We have looked at the NHS over many years and pride ourselves on it. It is not perfect, it never was, but it still provides a hugely cost-effective rationed health service and is popular. Why is rationing popular under the NHS? One reason is that it is democratic. People feel that in the general sense it is fair. However, we are now being asked to put all these decisions to an unelected quango. We are now accompanied by a letter that tells us when we can expect to get answers from Ministers and when we will have to have answers from quangos. Is this a change in the NHS? You bet it is. Is this the health service that Aneurin Bevan conceived of? Is this the idea that I thought the Labour Party was wholly, absolutely and totally committed to?

The charities go on to say:

“The problem hinges around the use of the word ‘capable’ in Section 5 of the Regulations”.

They are right to say that. They fear that,

“‘capable’ will be interpreted narrowly to mean only that a provider is able to provide the service within the budget set out by the commissioner. This means that … There will be few if any services where there is only one capable provider … Providers will feel confident to regularly challenge CCGs’ commissioning decisions … Without legal cover to award contracts without advertising, CCGs will simply put all services out to competitive tender to avoid challenge”.

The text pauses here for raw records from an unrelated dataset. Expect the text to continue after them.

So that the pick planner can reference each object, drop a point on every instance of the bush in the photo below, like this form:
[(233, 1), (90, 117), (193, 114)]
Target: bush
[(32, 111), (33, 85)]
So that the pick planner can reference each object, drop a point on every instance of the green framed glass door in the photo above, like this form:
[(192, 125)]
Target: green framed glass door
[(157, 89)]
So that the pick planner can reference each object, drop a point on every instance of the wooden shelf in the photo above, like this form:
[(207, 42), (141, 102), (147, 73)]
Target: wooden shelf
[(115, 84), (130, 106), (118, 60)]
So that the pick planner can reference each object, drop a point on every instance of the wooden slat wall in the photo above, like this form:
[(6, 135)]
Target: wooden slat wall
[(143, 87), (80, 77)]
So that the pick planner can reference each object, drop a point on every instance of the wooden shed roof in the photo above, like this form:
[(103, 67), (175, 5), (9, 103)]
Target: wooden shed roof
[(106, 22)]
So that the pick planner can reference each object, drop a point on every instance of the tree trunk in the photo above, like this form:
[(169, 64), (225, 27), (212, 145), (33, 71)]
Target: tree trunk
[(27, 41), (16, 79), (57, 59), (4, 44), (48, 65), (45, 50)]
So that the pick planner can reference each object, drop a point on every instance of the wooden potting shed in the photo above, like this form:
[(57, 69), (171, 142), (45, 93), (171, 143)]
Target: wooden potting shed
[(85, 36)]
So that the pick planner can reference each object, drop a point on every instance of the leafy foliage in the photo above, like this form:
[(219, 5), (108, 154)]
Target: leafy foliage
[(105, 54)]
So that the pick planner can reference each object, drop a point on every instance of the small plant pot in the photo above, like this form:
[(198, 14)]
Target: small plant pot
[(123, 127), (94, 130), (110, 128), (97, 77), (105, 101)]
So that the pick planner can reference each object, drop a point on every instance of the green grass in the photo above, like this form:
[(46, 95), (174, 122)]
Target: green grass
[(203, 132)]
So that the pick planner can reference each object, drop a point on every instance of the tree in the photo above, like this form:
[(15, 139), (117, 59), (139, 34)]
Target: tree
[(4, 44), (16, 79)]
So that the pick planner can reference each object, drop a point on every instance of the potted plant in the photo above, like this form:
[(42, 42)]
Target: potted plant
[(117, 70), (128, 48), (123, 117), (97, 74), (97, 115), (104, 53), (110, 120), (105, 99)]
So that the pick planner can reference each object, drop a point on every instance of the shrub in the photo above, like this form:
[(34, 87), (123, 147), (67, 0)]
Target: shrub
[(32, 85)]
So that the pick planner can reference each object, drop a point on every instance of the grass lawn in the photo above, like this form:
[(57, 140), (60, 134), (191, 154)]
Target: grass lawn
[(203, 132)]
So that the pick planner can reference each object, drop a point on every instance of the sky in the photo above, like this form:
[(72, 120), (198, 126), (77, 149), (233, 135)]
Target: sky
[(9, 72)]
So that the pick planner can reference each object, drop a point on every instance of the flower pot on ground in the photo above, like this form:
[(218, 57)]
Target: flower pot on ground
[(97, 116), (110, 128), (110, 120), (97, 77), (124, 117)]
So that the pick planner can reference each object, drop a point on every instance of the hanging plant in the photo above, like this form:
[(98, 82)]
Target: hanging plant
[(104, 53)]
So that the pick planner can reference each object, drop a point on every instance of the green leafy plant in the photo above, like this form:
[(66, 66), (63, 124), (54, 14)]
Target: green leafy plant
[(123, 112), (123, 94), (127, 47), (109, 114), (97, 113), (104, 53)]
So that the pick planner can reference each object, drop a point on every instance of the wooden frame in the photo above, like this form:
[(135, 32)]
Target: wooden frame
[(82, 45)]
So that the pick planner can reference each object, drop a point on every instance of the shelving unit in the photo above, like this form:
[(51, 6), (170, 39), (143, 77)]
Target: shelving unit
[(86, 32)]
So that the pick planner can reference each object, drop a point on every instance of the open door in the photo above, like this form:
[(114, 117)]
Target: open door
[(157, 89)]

Lawyers in this area tell me that of course they should be opposing this legislation, but in terms of their own financial development—the income that they are going to get—they are of course wholly in favour of it. Consultancies in healthcare are straining at the leash in the United States to come over here and make profits that they cannot make even under some of the HMO arrangements in the US. For 18 years I was on the board of a massive healthcare company in Chicago, and it used to watch the NHS. My wife is American, and she still thinks the NHS is the best thing that she found in coming to this country.

I warn this House: do not think that this is a minor step. If this goes through, the NHS as we have seen it, believed in it and persuaded the electorate that we support it, will be massively changed. It will take five, 10, 15 or maybe 20 years, but unless we pull back from this whole attitude there will be no National Health Service that any of us can recognise, and tonight I feel one feeling only: overwhelming sadness.